À 1h o árbitro se embrenha pela BR-116. Viaja sozinho até o Sul do Estado. Na única parada, às 3h30min, em um paradouro em Cristal, ele renova a taxa de cafeína, faz um lanche e conversa com outro atendente das madrugadas.
- Olha lá o meu time, hein - provoca o gremista Leodino Gehrke.
- Está bem, deixa comigo - responde Jean Pierre, como quem ouve a piada centenas de vezes.
Às 4h40min o árbitro chegou a Pelotas. Foi direto ao hospital onde sua mulher, a médica Josiane, dava plantão. Só às 5h, ele entrou em casa, no bairro Laranjal, com a recepção de quatro cachorros liderados pela rothweiller Luna e os primeiros sinais da alvorada.
Desde Veranópolis, tinha percorrido 425 quilômetros à noite. Contando a ida, nas últimas 20 horas havia feito 850 quilômetros e apitado um jogo do Gauchão. Moído pela tensão, Jean Pierre cochilou um pouco mais de uma hora e foi trabalhar na sua outra profissão, a de professor de Educação Física.
Às 7h45min, dava aulas para crianças e adolescentes na escola municipal Santa Irene, até o fim da manhã.
Talvez pudesse dormir à tarde.
- Não. Tenho um outro emprego - alega Jean Pierre, sem vestígio de queixa.

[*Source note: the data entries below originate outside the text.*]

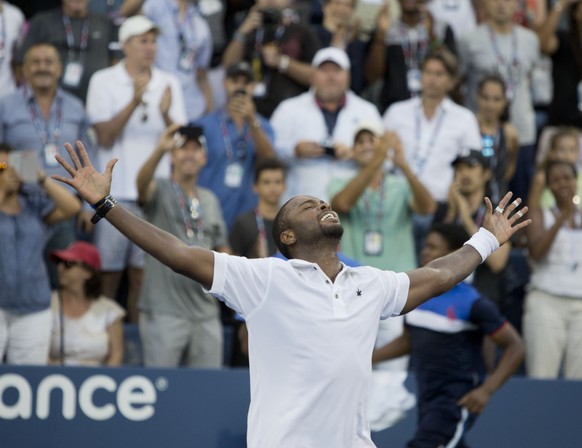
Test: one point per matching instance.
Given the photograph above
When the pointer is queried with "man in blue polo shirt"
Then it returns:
(444, 336)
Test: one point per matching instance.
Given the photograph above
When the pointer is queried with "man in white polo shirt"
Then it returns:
(312, 321)
(314, 131)
(130, 105)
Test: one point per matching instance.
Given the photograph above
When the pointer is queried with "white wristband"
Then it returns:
(484, 242)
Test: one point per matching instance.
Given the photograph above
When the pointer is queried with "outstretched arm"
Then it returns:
(193, 262)
(442, 274)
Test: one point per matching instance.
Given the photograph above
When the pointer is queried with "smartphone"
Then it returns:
(329, 151)
(26, 164)
(191, 132)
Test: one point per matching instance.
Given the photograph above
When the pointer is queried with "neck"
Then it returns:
(325, 257)
(488, 124)
(73, 293)
(501, 27)
(430, 105)
(565, 207)
(187, 184)
(410, 18)
(44, 95)
(268, 210)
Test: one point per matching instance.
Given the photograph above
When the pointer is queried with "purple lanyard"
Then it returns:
(71, 38)
(262, 236)
(412, 58)
(42, 126)
(188, 213)
(367, 208)
(180, 28)
(2, 36)
(421, 161)
(513, 65)
(243, 139)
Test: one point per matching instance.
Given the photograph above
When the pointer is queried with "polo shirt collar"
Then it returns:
(297, 263)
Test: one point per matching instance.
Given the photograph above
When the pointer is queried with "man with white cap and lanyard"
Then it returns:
(130, 105)
(326, 116)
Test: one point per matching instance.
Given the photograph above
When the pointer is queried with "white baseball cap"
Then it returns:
(331, 54)
(371, 126)
(136, 26)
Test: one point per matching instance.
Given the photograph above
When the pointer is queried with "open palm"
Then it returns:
(89, 183)
(503, 221)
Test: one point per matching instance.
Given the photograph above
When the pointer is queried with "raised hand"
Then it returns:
(89, 183)
(500, 223)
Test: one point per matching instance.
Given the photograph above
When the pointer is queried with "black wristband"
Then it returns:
(102, 208)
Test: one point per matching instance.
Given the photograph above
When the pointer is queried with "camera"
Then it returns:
(329, 150)
(271, 16)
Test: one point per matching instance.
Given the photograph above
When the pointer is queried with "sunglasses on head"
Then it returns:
(68, 264)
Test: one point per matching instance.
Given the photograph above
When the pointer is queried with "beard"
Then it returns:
(333, 232)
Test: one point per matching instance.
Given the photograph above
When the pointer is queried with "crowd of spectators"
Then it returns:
(402, 114)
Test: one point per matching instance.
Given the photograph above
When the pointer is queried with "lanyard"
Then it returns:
(71, 37)
(42, 126)
(263, 247)
(368, 193)
(577, 225)
(180, 27)
(490, 146)
(2, 36)
(413, 54)
(512, 67)
(191, 213)
(421, 161)
(243, 139)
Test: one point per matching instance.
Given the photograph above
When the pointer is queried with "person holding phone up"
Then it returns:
(236, 137)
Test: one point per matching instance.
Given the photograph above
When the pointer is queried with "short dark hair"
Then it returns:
(454, 234)
(269, 163)
(5, 147)
(280, 224)
(553, 163)
(564, 131)
(445, 57)
(94, 284)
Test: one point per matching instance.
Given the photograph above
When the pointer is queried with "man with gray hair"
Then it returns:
(326, 116)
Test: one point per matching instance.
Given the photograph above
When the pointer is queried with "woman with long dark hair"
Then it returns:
(499, 137)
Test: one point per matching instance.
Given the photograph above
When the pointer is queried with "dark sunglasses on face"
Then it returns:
(68, 264)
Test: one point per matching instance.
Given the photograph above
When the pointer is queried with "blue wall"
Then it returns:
(177, 408)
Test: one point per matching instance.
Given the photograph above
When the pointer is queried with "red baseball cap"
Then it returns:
(79, 251)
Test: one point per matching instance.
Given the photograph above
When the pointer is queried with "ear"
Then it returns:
(288, 237)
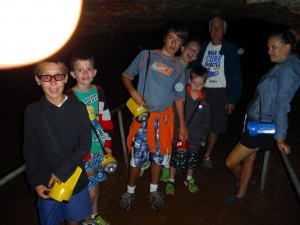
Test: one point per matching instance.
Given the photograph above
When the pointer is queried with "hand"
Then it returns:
(229, 108)
(283, 146)
(42, 191)
(52, 180)
(138, 98)
(108, 150)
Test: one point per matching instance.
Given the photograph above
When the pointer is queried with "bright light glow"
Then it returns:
(32, 30)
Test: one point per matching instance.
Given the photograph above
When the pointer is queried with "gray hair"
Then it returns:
(218, 18)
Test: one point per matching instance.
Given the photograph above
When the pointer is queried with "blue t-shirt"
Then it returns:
(165, 80)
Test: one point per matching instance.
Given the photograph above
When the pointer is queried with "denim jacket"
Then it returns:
(274, 93)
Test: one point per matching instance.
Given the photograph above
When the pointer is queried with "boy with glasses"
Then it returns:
(46, 164)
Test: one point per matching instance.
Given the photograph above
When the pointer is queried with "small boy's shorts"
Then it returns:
(181, 161)
(52, 212)
(93, 170)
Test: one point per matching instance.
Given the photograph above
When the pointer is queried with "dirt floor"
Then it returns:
(279, 204)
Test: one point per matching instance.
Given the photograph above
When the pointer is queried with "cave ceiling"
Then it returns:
(115, 16)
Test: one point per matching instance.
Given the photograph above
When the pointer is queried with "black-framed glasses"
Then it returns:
(48, 78)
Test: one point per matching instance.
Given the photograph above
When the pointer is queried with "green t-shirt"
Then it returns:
(91, 101)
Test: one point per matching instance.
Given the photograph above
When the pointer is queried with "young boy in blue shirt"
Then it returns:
(197, 119)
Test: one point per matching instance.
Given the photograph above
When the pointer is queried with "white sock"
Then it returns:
(93, 216)
(172, 180)
(83, 223)
(130, 189)
(153, 187)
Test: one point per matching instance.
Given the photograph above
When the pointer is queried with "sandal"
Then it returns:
(230, 200)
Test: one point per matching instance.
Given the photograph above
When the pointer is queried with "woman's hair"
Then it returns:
(286, 37)
(180, 29)
(192, 39)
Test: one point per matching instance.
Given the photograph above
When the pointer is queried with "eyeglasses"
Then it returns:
(48, 78)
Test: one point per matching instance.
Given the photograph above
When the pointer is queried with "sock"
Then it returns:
(83, 223)
(93, 216)
(153, 187)
(172, 180)
(130, 189)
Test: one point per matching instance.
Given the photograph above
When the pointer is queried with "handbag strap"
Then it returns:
(50, 133)
(148, 62)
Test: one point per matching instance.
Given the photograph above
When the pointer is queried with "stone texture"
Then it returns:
(115, 16)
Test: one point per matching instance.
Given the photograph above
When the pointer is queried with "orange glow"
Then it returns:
(32, 30)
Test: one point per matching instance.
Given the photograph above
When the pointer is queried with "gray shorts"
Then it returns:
(218, 116)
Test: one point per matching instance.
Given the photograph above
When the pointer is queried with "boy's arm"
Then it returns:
(105, 117)
(183, 131)
(30, 150)
(84, 141)
(205, 123)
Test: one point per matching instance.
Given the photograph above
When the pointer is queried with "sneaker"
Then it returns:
(156, 200)
(145, 166)
(99, 221)
(230, 200)
(164, 175)
(206, 163)
(170, 189)
(191, 185)
(125, 201)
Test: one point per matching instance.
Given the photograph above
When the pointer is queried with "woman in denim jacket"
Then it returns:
(270, 104)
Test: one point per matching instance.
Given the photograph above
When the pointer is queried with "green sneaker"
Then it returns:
(99, 221)
(170, 188)
(164, 175)
(191, 185)
(145, 166)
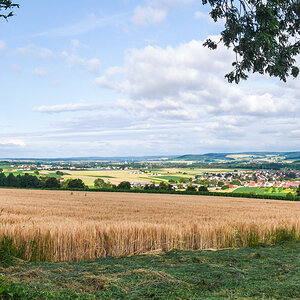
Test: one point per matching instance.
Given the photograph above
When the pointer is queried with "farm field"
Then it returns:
(259, 191)
(117, 176)
(75, 226)
(250, 273)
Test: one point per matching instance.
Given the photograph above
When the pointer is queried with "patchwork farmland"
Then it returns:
(76, 226)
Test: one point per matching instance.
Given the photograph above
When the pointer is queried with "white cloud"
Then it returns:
(40, 72)
(12, 143)
(186, 85)
(155, 11)
(88, 24)
(148, 15)
(67, 107)
(92, 65)
(2, 46)
(34, 51)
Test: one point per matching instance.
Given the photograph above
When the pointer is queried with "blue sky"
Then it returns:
(125, 77)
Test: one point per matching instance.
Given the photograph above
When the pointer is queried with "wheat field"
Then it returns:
(76, 226)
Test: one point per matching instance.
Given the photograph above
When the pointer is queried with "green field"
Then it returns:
(253, 273)
(175, 178)
(116, 176)
(266, 191)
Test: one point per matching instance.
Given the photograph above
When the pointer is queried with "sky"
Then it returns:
(132, 78)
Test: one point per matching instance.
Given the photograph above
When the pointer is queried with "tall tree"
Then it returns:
(264, 34)
(6, 8)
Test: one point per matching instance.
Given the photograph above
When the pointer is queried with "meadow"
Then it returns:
(275, 191)
(41, 225)
(117, 176)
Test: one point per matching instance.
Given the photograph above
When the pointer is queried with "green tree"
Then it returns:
(202, 188)
(165, 186)
(225, 187)
(52, 182)
(264, 34)
(191, 188)
(101, 184)
(124, 185)
(298, 191)
(6, 8)
(74, 184)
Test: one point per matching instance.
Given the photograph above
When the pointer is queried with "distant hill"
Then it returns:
(242, 157)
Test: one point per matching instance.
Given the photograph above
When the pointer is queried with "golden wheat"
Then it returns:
(75, 226)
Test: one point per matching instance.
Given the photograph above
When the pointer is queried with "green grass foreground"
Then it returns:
(267, 272)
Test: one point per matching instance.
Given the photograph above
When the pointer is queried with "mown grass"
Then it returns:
(252, 273)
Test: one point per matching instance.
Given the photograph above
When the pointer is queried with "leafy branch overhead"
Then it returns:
(6, 8)
(264, 34)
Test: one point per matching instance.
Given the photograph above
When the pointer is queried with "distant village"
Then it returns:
(222, 180)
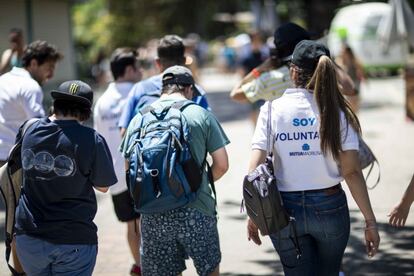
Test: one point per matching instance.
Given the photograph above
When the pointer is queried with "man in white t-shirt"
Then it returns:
(108, 109)
(21, 94)
(269, 80)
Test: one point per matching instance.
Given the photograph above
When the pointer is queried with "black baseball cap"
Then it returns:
(179, 75)
(307, 53)
(74, 91)
(286, 37)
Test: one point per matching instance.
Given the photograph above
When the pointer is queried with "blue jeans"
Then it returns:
(39, 257)
(323, 225)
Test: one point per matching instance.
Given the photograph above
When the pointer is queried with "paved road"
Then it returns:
(385, 129)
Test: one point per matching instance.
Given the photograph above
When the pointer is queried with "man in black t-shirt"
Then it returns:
(62, 162)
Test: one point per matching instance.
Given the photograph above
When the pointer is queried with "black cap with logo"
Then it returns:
(307, 53)
(74, 91)
(286, 37)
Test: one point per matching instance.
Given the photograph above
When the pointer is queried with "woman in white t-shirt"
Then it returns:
(315, 144)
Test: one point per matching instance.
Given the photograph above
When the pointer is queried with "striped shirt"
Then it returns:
(269, 86)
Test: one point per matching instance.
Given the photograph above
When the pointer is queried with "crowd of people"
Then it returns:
(65, 162)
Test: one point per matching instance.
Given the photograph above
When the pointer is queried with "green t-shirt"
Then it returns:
(206, 135)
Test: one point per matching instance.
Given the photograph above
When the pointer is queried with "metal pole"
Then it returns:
(29, 20)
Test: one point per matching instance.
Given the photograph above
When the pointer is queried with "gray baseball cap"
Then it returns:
(75, 91)
(179, 75)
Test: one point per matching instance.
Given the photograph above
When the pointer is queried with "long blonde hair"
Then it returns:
(330, 102)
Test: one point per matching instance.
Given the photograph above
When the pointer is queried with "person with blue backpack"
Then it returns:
(165, 147)
(170, 52)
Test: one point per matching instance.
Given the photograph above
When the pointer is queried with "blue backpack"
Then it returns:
(163, 174)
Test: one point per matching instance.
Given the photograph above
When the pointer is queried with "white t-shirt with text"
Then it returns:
(107, 111)
(298, 160)
(20, 99)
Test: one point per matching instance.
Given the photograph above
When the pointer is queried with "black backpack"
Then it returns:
(11, 180)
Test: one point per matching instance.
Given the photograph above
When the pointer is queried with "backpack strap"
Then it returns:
(181, 105)
(146, 109)
(369, 173)
(9, 237)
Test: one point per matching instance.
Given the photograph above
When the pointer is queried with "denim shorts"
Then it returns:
(171, 237)
(322, 226)
(39, 257)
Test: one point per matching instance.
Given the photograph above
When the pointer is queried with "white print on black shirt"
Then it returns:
(45, 163)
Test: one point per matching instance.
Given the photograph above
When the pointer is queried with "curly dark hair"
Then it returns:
(41, 51)
(121, 59)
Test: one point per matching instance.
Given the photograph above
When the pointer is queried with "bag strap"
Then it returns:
(146, 109)
(9, 238)
(181, 105)
(269, 150)
(369, 172)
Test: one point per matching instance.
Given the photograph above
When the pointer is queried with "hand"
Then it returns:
(372, 240)
(399, 215)
(253, 232)
(265, 66)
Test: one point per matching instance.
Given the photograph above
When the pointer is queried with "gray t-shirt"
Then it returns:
(206, 135)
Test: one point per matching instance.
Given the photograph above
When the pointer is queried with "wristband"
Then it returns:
(256, 73)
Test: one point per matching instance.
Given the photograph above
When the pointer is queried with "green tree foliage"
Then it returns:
(107, 24)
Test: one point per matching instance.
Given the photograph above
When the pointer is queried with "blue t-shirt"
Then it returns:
(62, 161)
(147, 91)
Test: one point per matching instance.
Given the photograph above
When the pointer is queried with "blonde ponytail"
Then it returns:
(330, 102)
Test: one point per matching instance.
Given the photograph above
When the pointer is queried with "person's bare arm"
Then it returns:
(5, 60)
(101, 189)
(354, 178)
(257, 157)
(399, 214)
(345, 82)
(122, 131)
(220, 163)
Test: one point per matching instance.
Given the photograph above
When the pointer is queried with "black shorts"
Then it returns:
(124, 207)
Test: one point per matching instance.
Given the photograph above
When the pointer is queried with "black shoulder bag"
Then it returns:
(262, 198)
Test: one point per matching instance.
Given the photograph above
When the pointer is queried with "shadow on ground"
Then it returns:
(225, 109)
(394, 258)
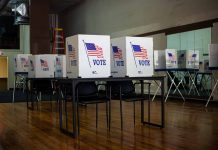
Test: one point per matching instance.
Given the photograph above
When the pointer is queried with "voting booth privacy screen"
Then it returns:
(88, 56)
(21, 62)
(159, 59)
(132, 56)
(42, 66)
(171, 59)
(60, 66)
(188, 59)
(213, 55)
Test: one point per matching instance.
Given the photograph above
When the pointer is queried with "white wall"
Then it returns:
(215, 41)
(24, 49)
(132, 17)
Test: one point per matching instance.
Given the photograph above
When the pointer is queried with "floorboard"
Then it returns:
(188, 126)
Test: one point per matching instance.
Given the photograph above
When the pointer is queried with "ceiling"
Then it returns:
(56, 6)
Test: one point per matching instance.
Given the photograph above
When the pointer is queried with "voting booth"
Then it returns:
(188, 59)
(171, 59)
(159, 59)
(60, 66)
(132, 57)
(21, 62)
(88, 56)
(42, 66)
(213, 55)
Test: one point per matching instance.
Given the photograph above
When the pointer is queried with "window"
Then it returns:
(9, 33)
(191, 40)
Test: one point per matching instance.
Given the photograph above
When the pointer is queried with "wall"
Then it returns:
(215, 41)
(128, 17)
(24, 49)
(39, 27)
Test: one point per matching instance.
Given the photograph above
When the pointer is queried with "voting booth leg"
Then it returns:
(214, 88)
(182, 79)
(158, 88)
(173, 83)
(193, 83)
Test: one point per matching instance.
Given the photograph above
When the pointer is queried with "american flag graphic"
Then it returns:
(140, 52)
(117, 52)
(58, 61)
(194, 55)
(171, 56)
(44, 63)
(31, 65)
(71, 50)
(94, 50)
(15, 60)
(182, 55)
(24, 61)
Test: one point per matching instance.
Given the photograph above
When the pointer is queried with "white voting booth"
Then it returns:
(21, 62)
(88, 56)
(188, 59)
(60, 66)
(21, 65)
(42, 66)
(213, 55)
(213, 65)
(159, 59)
(132, 57)
(171, 59)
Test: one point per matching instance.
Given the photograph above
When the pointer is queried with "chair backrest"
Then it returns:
(126, 87)
(87, 89)
(42, 85)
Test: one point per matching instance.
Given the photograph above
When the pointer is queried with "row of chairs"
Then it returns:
(91, 93)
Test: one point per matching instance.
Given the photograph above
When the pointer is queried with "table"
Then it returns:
(180, 74)
(75, 81)
(19, 82)
(215, 85)
(29, 85)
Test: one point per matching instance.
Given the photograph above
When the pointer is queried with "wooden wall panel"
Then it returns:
(39, 27)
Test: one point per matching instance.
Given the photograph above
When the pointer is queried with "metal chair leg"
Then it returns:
(96, 115)
(134, 111)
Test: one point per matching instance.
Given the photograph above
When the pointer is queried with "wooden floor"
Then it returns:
(188, 126)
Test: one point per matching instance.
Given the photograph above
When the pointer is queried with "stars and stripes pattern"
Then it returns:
(44, 63)
(117, 52)
(94, 50)
(24, 61)
(58, 61)
(139, 52)
(72, 52)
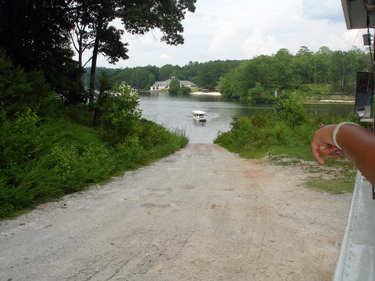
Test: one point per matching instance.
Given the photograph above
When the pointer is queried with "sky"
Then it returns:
(243, 29)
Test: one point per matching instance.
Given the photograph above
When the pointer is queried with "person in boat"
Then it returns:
(348, 138)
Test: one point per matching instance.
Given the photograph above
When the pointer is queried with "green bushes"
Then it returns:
(290, 126)
(44, 160)
(53, 145)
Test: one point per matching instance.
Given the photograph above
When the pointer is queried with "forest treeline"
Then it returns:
(56, 136)
(258, 78)
(206, 74)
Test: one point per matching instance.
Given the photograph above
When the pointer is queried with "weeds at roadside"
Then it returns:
(285, 139)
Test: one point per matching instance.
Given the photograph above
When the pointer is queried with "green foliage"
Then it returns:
(291, 111)
(44, 160)
(121, 114)
(174, 86)
(20, 90)
(185, 90)
(290, 126)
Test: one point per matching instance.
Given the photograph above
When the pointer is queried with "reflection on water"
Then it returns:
(176, 112)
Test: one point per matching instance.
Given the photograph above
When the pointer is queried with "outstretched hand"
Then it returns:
(322, 144)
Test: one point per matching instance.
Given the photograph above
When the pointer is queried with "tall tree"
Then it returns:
(34, 34)
(138, 17)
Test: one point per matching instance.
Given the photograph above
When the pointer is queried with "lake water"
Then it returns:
(176, 112)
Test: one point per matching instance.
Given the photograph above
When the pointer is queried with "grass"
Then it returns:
(41, 161)
(287, 143)
(336, 177)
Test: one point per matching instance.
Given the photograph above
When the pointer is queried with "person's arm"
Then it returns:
(355, 141)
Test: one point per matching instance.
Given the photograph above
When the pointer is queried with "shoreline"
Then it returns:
(206, 93)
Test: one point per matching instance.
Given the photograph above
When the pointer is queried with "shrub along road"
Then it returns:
(202, 213)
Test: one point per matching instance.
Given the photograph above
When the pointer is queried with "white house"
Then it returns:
(160, 85)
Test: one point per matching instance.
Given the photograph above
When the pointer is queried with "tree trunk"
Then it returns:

Às 14h seu expediente é na Secretaria de Educação e Desporto do município, até as 18h ou mais.
Poderia descansar ao meio-dia.
- Também não. Tenho de redigir a súmula do jogo. Sobra tempo só para o almoço.
Vida de árbitro é um drama também fora de campo. Além do desgaste, das cobranças apaixonadas e das teorias de conspirações, o profissional enfrenta gincana para conciliar arbitragem com um outro emprego fixo, de renda garantida. Apenas os raros tops que usam o escudo da FIFA, como os gaúchos Leandro Vuaden e Anderson Daronco, atingem renda que lhes permitem viver do apito. Os demais têm de trabalhar cedo da manhã seguinte e voltam para casa após os jogos da noite, mesmo que apitem em Frederico Westphalen, a 427 quilômetros de Porto Alegre. Partem para uma roleta-russa na estrada.
Os árbitros viajaram 51 mil quilômetros em 117 viagens no Gauchão 2015. O recordista é Jean Pierre, de 35 anos. Em 14 jogos, ele andou 12.152 quilômetros, 5 mil deles no alto da madrugada.
- Quando se fala em árbitro experiente também significa experiência na estrada - explica o árbitro, aspirante FIFA.
Com a experiência de 18 Gauchões, Leandro Vuaden voltava para a sua Estrela na madrugada de 9 de abril após apitar Brasil-Pel e Lajeadense, em Rio Grande. Na direção de camionete alugada, Vuaden deixou os assistentes Marcelo Barison, José Eduardo Calza e o quarto-árbitro Marcelo Oliveira, em Porto Alegre. Às 4h, partiu sozinho para mais 109 quilômetros. Na BR-470, na altura de Nova Santa Rita, o sono pegou, ele estacionou o carro no Parador 22 e mandou um WhatsApp para a mulher, Jaqueline.
- Disse que chegaria mais tarde, não podia continuar - conta.
Vuaden dormiu uma hora no carro e seguiu viagem. Venceu 428 quilômetros até sua casa. Chegou passando das 6h.